SPATIAL MODULATION METHOD USING POLARIZATION AND APPARATUS USING THE SAME

Abstract

A spatial modulation method using a polarization and an apparatus using the same are provided. A spatial modulation method by a transmitting apparatus in a wireless communication system may comprise selecting an antenna to send data among transmit antennas arranged to have different polarization angles using a predetermined bit of input data based on indexes of the transmit antenna and mapping remaining bits of the input data to a preset constellation and transmitting the remaining bits of the mapped input data through the selected antenna.

Description

Priority to Korean patent application number 2014-0008078 filed on Jan. 23, 2014, the entire disclosure of which is incorporated by reference herein, is claimed.

BACKGROUND OF THE INVENTION

1. Technical Field

Embodiments of the present invention concern a method of performing spatial modulation using a polarization in a wireless communication system and an apparatus using the same.

2. Discussion of Related Art

Appearance of smartphones and spreading LTE (Long Term Evolution) systems led to a rapid growth of data usage, and to address such issue, OFDM (Orthogonal Frequency Division Multiplexing), MIMO (Multi-Input Multi-Output) or other techniques for efficiently utilizing frequency resources are being developed. In particular, MIMO technique enables more data transmission with the same frequency and channel space, and thus, is underway for intensive research. However, the MIMO technique requires a complicated channel algorithm for reducing distortion that may occur due to a multi-path and a proper antenna arrangement for increasing capacity gain.

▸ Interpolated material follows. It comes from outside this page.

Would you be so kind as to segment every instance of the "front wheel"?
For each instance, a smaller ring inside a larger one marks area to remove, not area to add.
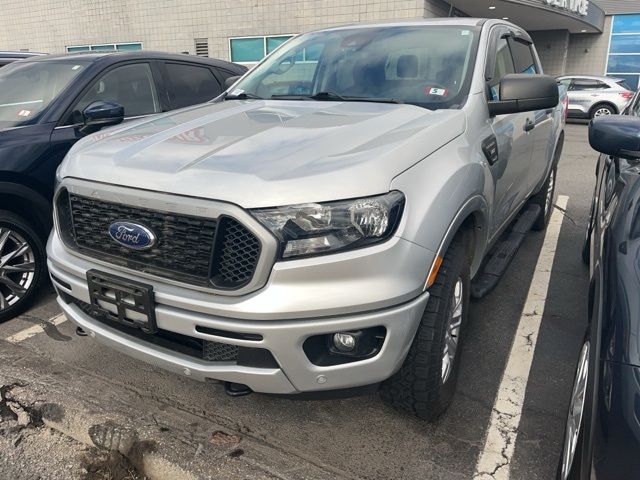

As a scheme for addressing the complexity of MIMO technique, Korean Patent Application Publication No. 10-2008-0006148 (published on Jan. 16, 2008), titled “spatial modulation method in multi-input/output system and transmitting/receiving apparatus using the same,” discloses a spatial modulation technique that allows for additional data transmission by operating only one of several transmit antennas at a certain time and detecting the same at the receiving end. Further, unlike a complicated channel estimation algorithm (V-BLAST) in an MIMO technique using multi-path fading in an existing cellular environment, a method is disclosed of configuring a system utilizing a simpler channel estimation algorithm (i-MRC: iterative Maximum Ratio Combining).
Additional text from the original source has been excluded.